Firma digitale, gestione elettronica documentale e conservazione digitale a norma. Su quali tecnologie puntano gli Studi?
Oggi accade ancora che le tecnologie più presenti negli studi siano quelle abilitanti l’esercizio professionale: firma digitale, banche dati, gestione dei flussi telematici. Gli investimenti futuri riguarderanno, invece i software per la gestione elettronica documentale e la conservazione digitale a norma dei documenti dello studio (entrambi al 39%), i portali per la condivisione documentale con i clienti (34%), i siti internet (34%). Recuperare l’efficienza interna e soddisfare le attività di natura tradizionale sono ancora i principali driver che spingono a investire in tecnologia. Entrando più in dettaglio la ricerca rivela che per gli Avvocati la priorità sarà il sito internet (40%) e i software per la gestione elettronica documentale (29%), per i Commercialisti la conservazione digitale a norma dei documenti e la gestione elettronica documentale (44% e 43% rispettivamente), per i Consulenti del Lavoro i software per la gestione delle newsletter e per la conservazione digitale a norma dei documenti (48% entrambi), per gli Studi Multidisciplinari i software per la gestione elettronica documentale e la conservazione digitale a norma (entrambi al 45%).

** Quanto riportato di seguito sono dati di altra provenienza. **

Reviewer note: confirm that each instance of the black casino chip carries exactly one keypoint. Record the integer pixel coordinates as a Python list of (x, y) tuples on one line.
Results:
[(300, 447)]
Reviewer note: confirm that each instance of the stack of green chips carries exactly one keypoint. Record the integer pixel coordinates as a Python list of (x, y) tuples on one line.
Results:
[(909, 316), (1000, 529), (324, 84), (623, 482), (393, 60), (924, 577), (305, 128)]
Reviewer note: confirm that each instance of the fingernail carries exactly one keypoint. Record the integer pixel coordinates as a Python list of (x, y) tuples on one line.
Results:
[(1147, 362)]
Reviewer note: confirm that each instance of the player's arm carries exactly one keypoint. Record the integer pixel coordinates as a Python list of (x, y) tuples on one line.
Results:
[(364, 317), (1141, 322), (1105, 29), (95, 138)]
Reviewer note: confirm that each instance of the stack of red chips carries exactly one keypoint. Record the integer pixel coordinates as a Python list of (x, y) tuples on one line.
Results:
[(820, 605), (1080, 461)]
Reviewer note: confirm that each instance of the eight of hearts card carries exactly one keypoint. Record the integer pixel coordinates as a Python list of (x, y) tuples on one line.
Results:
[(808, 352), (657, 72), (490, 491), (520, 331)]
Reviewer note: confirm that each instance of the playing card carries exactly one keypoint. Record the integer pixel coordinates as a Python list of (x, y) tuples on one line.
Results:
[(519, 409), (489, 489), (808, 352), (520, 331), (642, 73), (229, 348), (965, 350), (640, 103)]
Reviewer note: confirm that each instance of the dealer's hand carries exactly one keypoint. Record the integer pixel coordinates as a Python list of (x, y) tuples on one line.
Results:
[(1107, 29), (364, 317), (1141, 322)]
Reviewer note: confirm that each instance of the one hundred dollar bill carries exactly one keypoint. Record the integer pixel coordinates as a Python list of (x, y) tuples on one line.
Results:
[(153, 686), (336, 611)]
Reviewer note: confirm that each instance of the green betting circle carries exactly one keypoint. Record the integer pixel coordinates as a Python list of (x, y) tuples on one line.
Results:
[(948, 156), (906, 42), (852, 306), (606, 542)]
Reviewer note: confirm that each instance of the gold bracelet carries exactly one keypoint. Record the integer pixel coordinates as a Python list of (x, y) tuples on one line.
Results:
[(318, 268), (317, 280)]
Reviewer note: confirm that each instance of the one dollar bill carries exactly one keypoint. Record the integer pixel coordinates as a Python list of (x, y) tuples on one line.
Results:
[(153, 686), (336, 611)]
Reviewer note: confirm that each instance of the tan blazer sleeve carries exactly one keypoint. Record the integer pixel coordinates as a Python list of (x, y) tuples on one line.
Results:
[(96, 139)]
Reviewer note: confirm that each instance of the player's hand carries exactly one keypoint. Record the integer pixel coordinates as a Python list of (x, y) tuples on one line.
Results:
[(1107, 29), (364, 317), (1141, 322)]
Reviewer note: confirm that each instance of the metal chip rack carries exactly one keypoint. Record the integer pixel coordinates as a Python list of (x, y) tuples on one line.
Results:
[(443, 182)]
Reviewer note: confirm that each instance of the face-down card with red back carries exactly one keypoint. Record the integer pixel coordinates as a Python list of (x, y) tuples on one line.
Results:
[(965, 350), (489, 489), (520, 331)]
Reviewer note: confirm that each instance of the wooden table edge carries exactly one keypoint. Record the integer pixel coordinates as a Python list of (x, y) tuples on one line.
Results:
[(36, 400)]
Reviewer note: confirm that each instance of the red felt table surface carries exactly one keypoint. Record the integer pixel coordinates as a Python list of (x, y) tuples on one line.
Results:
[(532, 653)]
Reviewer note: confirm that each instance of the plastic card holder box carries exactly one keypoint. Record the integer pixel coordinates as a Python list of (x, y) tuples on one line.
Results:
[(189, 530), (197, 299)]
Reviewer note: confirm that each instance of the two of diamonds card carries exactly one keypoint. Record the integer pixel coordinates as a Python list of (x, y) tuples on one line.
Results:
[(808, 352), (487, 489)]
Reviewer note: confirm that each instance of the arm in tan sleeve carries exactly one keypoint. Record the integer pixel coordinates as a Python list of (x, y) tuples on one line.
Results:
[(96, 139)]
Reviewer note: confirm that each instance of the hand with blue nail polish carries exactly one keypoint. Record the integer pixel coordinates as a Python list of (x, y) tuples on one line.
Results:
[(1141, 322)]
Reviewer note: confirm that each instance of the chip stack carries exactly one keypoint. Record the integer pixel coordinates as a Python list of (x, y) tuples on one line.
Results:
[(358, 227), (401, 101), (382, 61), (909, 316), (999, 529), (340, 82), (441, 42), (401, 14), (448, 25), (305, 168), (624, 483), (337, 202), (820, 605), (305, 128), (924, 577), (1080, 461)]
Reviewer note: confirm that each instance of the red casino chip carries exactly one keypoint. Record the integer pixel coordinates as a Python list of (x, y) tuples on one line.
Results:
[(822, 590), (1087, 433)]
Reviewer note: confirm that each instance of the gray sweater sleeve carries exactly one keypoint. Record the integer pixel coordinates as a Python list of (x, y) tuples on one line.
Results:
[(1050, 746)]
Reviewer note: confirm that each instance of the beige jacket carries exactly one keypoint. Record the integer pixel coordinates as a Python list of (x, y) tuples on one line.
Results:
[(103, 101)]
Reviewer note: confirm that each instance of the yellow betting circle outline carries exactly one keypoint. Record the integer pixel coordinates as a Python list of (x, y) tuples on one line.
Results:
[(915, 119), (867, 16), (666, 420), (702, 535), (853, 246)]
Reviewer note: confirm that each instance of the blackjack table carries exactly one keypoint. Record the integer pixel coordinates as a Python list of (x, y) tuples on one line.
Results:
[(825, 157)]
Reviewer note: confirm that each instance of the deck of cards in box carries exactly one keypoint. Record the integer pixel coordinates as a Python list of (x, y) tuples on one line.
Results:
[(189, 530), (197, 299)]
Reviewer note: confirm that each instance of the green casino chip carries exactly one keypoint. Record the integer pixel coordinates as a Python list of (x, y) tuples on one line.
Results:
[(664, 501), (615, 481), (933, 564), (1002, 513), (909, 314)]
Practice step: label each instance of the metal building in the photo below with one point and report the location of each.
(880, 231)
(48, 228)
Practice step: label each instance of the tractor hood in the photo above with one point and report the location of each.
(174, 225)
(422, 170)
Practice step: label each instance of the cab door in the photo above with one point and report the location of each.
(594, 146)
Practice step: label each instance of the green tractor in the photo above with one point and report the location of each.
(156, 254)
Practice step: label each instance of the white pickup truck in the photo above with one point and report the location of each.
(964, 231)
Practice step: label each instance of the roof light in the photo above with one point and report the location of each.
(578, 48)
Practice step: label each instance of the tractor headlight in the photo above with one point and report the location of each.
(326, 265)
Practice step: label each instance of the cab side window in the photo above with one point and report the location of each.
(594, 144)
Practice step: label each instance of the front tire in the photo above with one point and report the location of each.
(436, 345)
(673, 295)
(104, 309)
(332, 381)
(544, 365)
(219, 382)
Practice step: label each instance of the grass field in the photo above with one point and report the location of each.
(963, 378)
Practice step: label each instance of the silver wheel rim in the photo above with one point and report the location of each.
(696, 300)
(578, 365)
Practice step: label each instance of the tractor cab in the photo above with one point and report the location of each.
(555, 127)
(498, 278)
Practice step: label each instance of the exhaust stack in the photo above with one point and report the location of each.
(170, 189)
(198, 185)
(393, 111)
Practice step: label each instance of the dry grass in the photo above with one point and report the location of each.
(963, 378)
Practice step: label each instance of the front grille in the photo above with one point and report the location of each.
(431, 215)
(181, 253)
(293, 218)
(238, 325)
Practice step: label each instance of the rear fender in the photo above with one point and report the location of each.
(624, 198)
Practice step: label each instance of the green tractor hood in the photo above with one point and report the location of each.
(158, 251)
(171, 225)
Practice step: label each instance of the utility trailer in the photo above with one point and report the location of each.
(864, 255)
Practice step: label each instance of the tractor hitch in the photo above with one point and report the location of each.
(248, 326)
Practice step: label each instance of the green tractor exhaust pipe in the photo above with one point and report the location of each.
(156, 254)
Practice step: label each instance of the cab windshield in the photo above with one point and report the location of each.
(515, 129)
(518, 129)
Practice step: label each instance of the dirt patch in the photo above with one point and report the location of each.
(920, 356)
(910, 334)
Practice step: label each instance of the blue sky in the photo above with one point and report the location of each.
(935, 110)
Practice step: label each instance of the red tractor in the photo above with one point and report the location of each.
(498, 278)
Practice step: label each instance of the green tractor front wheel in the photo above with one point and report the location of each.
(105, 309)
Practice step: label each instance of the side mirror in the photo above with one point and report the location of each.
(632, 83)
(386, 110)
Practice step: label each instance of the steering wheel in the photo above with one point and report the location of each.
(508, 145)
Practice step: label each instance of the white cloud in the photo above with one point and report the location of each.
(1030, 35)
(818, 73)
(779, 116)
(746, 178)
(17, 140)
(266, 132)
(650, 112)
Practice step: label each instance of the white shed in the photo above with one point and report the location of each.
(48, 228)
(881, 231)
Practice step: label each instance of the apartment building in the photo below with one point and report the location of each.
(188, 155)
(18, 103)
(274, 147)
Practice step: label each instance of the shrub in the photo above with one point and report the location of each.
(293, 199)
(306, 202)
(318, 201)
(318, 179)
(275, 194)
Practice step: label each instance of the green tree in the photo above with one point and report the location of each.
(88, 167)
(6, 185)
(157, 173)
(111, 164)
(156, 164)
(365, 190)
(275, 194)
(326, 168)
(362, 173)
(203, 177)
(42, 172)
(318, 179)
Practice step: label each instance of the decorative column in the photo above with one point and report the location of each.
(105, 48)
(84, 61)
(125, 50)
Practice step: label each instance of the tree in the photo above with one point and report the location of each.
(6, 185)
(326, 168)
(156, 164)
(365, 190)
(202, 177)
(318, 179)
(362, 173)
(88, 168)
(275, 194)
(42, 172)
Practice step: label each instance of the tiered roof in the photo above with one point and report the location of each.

Spesa in tecnologia, le previsioni parlano di una crescita dell’8%
Per quanto riguarda la spesa in ICT complessivamente effettuata dagli studi nel corso del 2015 ha superato 1,1 miliardi di euro, ripartita, quasi equamente, tra una dimensione statica, legata alla gestione dell’esistente, e una dinamica che prevede la crescita del valore delle tecnologie esistenti o, addirittura, l’ingresso di nuove tecnologie con progetti innovativi (12%). La media della spesa complessiva in ICT nel 2015 per ogni studio, al netto di quelli che dichiarano di non aver investito (3%), sfiora ora i 9 mila euro, contro una previsione dichiarata lo scorso anno di circa 6.300. Quasi il 50% di aumento della spesa può essere spiegato attraverso due chiavi di lettura: da una parte l’esistenza di interessanti segnali di cambiamento tra gli studi professionali, dall’altra una scarsa capacità di previsione delle spese, soprattutto quelle legate alle ICT.
Dei 9 mila euro spesi poco meno di mille sono destinati a soluzioni innovative, che probabilmente con queste cifre non sono poi così di fascia alta. Tuttavia, non si può trascurare che circa 3 mila euro sono indirizzati allo sviluppo o all’aggiornamento normativo di ciò che già esiste negli studi.
Per il prossimo biennio le previsioni parlano di una spesa di circa 1,2 miliardi di euro annui, con una crescita ancora dell’8% circa. I dati a consuntivo e le previsioni di investimento in ICT confermano la positiva correlazione tra spesa informatica, fatturato e redditività. Gli investimenti in tecnologia hanno consentito ad alcuni professionisti di liberare tempo-lavoro da destinare a nuove attività – prevalentemente di consulenza – e di raggiungere livelli di efficienza superiori, preservando la marginalità.